A recent study validated this assumption of negative exposure leading to negative outcomes but measured its effect on a young person’s susceptibility toward substance abuse. The findings showed that the three most potent negative influences on later substance abuse were engagement with delinquent peers, family-related arrests and poor impulse control.

The common denominator

When I read this study I wondered what the common denominator was in all three of these risk factors. It’s a complicated issue for certain, but it seems fairly evident that something has broken down in the homes of these young people. My first inclination is wonder about the lack of healthy parental modeling in these young peoples’ lives as a significant factor that puts them at higher risk of substance abuse.

When a child has impulse control problems, for example, it raises the question of the child has had much adult instruction on how to regulate emotion. Children need for their parents to help them make sense of emotion when they are very young. The most powerful way a parent can do this is to model for the child what it looks like to manage anger, disappointment and sadness by responding appropriately in a given situation and talking it though in an instructive but loving way. I doubt many of the young people in this study had that luxury growing up.

Add to this the fact that many of the kids in this study had family members with arrest records, which implies an association with other lawless individuals. So, it is not surprising that teens might also choose peers cut of the same cloth.

The burdens of adolescence

Many teens today feel as though they are carrying the weight of the world on their shoulders.
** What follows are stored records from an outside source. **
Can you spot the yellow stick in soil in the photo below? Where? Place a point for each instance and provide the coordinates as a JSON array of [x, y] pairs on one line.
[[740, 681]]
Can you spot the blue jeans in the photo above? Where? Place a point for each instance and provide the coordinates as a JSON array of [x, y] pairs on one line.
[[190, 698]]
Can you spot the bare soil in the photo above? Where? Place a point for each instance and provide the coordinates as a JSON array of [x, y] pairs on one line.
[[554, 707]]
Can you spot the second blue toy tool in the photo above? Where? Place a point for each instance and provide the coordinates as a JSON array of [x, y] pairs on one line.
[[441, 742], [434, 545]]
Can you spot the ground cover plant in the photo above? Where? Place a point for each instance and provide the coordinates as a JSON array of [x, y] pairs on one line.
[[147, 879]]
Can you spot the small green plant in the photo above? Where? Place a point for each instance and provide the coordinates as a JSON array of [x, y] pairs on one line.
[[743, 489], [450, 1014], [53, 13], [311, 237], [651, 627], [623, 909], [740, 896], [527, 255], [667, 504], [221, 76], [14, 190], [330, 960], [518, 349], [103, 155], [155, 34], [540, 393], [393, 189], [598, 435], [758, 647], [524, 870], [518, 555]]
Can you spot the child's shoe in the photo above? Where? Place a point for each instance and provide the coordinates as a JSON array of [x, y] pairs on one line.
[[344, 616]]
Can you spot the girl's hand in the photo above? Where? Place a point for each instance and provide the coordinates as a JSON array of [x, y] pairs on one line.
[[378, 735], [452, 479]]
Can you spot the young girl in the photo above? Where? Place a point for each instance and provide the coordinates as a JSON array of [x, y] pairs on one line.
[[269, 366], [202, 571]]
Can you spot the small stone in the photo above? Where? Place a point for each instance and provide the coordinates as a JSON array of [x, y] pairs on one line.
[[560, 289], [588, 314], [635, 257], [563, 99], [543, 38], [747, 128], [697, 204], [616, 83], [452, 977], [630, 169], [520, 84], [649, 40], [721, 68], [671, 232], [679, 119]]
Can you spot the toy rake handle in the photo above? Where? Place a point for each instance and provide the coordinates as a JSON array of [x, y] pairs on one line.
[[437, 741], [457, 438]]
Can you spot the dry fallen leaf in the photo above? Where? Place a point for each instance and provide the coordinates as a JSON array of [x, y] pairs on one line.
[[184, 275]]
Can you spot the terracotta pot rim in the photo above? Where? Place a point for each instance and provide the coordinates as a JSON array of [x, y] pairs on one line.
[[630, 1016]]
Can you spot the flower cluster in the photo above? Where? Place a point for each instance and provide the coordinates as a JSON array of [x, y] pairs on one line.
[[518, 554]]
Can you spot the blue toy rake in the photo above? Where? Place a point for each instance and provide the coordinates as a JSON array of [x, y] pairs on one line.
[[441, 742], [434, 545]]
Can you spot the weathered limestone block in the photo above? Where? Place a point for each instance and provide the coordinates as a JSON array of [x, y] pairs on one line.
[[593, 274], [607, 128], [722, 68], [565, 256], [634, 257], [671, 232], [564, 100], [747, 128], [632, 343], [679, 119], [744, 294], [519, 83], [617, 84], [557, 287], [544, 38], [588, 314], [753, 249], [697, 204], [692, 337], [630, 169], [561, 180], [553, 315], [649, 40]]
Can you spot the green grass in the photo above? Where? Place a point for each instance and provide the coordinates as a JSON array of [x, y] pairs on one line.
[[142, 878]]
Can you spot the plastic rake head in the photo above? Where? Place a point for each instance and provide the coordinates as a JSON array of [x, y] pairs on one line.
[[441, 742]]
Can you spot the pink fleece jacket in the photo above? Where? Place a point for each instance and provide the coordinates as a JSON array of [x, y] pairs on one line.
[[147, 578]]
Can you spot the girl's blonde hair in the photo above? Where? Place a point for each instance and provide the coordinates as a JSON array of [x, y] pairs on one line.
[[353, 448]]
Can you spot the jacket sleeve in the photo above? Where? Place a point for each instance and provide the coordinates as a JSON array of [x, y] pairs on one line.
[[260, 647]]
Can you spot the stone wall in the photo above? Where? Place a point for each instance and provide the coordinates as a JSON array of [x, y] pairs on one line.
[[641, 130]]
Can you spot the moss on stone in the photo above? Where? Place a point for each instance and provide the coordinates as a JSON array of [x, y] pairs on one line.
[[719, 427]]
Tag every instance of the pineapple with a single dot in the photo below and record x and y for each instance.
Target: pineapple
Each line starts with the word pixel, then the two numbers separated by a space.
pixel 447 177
Their families may be splitting through divorce, they are stressed about their grades and getting into college, many have intense relationships, body image battles, low self-esteem, uncertainty about the future and the list goes on. Many teens today feel as though they are living in a pressure cooker and are barely hanging on. To help numb the intensity of the emotional struggle, an increasing number of teens are turning to alcohol and drugs as a means of coping with that stress. The worst part is that many parents don’t know that their teen is so emotionally overwhelmed by life.
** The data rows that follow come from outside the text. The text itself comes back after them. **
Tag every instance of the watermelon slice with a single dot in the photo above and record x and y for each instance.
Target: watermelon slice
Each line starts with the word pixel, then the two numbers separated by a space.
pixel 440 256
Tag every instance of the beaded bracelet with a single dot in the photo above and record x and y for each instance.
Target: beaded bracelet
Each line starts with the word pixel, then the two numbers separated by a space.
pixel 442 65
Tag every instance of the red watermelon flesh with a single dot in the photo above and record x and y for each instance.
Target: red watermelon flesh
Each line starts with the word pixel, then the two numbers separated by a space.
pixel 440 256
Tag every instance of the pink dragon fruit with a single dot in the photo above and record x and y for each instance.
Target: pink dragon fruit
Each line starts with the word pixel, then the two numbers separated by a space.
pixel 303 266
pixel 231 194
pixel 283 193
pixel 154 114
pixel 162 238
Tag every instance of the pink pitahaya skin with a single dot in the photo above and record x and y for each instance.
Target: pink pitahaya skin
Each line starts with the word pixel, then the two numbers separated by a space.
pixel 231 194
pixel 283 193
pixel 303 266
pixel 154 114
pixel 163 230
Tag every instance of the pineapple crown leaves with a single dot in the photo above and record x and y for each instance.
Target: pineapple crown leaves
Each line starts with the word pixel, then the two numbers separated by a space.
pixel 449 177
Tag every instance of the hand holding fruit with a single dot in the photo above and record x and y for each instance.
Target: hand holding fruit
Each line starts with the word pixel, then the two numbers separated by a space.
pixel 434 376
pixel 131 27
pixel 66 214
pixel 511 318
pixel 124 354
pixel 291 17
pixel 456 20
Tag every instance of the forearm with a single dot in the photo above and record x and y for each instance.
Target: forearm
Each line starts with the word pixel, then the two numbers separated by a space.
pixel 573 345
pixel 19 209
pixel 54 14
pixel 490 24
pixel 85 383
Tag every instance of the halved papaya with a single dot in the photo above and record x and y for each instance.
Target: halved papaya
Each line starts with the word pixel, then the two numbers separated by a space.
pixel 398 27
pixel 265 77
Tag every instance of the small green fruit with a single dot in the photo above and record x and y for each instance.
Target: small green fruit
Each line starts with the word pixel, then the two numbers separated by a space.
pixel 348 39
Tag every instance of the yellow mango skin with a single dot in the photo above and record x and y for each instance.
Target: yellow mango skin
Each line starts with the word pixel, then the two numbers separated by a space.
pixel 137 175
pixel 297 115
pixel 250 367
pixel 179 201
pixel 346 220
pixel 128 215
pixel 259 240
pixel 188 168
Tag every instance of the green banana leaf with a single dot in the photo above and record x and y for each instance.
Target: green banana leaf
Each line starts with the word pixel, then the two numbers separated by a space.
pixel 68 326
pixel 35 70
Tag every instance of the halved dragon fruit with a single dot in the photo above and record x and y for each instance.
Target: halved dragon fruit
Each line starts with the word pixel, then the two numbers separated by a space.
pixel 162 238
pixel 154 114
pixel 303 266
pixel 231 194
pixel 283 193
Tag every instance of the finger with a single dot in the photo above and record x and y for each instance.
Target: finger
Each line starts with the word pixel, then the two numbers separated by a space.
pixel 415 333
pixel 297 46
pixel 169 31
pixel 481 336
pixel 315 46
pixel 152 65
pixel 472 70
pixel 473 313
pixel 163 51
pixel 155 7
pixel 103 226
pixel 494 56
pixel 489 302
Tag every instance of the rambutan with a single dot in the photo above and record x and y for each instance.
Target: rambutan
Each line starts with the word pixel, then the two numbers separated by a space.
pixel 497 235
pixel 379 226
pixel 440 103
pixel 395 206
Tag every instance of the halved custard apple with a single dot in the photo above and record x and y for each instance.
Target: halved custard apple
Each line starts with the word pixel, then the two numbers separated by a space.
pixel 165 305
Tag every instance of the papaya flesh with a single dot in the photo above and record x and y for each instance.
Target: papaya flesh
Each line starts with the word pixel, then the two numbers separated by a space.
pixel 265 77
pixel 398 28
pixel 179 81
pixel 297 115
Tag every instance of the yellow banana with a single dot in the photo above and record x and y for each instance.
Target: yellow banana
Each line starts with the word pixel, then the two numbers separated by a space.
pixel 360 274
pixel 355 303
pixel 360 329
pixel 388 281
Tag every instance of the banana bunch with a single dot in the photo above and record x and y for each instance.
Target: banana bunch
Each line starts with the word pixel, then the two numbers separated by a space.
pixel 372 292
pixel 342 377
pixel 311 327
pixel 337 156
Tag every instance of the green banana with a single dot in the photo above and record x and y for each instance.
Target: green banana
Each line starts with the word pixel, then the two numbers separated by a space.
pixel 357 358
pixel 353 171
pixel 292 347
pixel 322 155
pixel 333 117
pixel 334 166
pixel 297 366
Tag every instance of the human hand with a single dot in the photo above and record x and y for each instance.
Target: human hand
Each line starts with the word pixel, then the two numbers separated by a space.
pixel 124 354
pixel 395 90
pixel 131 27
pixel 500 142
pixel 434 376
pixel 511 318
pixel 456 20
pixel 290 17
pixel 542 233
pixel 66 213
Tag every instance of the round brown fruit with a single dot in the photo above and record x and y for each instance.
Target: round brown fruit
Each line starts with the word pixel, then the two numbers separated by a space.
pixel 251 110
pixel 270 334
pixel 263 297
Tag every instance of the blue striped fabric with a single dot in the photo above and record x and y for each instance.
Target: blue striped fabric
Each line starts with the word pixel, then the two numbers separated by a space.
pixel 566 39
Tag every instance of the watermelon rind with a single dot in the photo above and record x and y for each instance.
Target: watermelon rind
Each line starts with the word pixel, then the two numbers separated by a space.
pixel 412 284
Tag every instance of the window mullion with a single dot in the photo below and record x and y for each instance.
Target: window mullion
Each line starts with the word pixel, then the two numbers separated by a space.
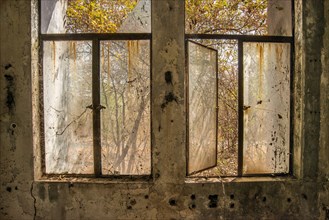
pixel 96 107
pixel 240 107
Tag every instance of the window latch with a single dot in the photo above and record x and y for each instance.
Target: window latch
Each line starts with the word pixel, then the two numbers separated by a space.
pixel 99 107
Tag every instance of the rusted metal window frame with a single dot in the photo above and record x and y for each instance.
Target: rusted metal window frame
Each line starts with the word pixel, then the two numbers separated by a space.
pixel 187 105
pixel 255 39
pixel 96 39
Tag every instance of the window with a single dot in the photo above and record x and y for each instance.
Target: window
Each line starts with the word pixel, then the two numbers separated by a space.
pixel 96 87
pixel 239 76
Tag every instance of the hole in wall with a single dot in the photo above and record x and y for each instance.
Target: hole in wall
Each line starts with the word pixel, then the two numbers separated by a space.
pixel 172 202
pixel 213 201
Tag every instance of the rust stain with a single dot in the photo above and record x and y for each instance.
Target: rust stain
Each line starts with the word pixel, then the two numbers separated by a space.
pixel 103 57
pixel 54 59
pixel 74 47
pixel 108 61
pixel 261 70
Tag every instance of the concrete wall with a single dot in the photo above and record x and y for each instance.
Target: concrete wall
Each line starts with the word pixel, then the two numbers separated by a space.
pixel 168 195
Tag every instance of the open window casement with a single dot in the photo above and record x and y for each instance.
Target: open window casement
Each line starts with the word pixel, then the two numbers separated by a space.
pixel 202 107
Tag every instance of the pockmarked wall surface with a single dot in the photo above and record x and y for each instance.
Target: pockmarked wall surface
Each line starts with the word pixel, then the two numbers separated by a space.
pixel 168 194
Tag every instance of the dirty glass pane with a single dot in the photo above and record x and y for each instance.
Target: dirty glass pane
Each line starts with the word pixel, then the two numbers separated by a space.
pixel 100 16
pixel 261 17
pixel 202 152
pixel 227 155
pixel 67 120
pixel 266 108
pixel 125 92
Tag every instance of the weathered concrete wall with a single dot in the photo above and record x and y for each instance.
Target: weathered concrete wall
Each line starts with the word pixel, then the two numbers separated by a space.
pixel 167 195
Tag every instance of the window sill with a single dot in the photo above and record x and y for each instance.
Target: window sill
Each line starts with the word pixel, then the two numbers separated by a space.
pixel 191 180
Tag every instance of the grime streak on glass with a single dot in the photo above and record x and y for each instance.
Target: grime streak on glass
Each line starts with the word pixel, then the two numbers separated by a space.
pixel 267 118
pixel 67 121
pixel 125 92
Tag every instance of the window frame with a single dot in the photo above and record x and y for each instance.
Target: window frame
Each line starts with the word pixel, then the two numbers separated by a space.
pixel 95 39
pixel 240 40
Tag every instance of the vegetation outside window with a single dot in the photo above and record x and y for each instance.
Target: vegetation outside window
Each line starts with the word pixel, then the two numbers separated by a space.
pixel 96 87
pixel 254 45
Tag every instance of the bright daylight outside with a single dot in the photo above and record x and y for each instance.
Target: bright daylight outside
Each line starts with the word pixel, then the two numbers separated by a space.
pixel 125 93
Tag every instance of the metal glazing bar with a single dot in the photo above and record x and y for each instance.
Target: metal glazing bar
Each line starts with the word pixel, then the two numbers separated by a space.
pixel 187 105
pixel 292 58
pixel 96 107
pixel 246 38
pixel 96 36
pixel 240 107
pixel 217 106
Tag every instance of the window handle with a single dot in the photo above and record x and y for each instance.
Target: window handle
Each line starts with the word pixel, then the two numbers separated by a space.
pixel 99 107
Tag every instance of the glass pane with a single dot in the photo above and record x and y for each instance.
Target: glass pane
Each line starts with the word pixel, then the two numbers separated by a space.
pixel 202 152
pixel 227 162
pixel 125 92
pixel 266 108
pixel 261 17
pixel 67 120
pixel 99 16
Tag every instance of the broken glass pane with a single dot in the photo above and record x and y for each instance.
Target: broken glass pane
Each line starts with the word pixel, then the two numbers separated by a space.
pixel 266 108
pixel 202 65
pixel 279 20
pixel 125 92
pixel 100 16
pixel 67 90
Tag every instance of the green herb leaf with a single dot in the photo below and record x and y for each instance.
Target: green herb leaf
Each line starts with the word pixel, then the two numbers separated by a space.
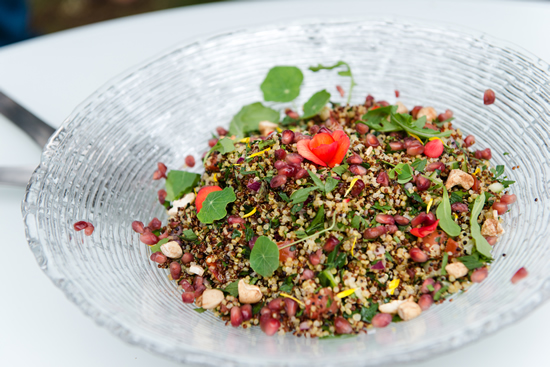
pixel 315 104
pixel 179 183
pixel 249 117
pixel 213 207
pixel 282 84
pixel 445 217
pixel 264 258
pixel 482 246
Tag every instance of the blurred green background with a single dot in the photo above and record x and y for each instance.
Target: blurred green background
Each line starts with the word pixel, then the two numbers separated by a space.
pixel 47 16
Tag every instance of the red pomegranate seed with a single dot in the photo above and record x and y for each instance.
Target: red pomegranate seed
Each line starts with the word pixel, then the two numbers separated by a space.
pixel 417 255
pixel 371 140
pixel 488 97
pixel 501 208
pixel 383 178
pixel 371 233
pixel 79 226
pixel 401 220
pixel 342 326
pixel 381 320
pixel 330 244
pixel 277 181
pixel 469 141
pixel 357 170
pixel 384 219
pixel 425 301
pixel 519 275
pixel 361 128
pixel 354 159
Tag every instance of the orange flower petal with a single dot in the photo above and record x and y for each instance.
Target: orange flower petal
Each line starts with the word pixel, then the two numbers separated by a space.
pixel 325 152
pixel 303 149
pixel 343 145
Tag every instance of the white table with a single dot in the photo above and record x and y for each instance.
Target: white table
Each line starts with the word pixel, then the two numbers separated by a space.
pixel 50 75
Here are some suggestions of what you can do to help build a strong relationship with your teen that could act as a hedge against substance abuse.

  • Help your teen make sense of their feelings by showing interest. Listen carefully to things your teen gets excited about, such as friends, video games, weekend plans, dates, etc. When you hear emotion in their words or tone of voice gently pursue those feelings. For example, say your son comes home talking about the latest video game all of his friends are getting. Instead of rolling your eyes or asking how he intends to pay for that new game, try asking (with sincerity) what he likes most about the game, what he finds challenging or exciting about how the game is played. You might find that he is much more engaged with you and that there is more to talk about.
  • Model restraint. At this age there is no shortage of topics that can prompt a disagreement between parents and teens. So, knowing that tendency, take the high road. Delay stating your point of view and ask your teen to tell you theirs. For example, your teen says she wants to stay out an hour beyond the normal curfew. You could immediately say no or you could ask her to explain why she wants to stay out later. The idea is to engage her in new ways while discussing the issues in a respectful, loving way.
  • Get to know your teen’s friends.You can do this by making your home an appealing place for your teen to hang out with friends. Have a movie night at your home, a cookout, a video game marathon, etc. This gives you an opportunity to build a friendly rapport with their friends and also gives you more to talk about. It also is a way your teen sees his friends as an extension of the family. He then doesn’t have to choose between friends and family.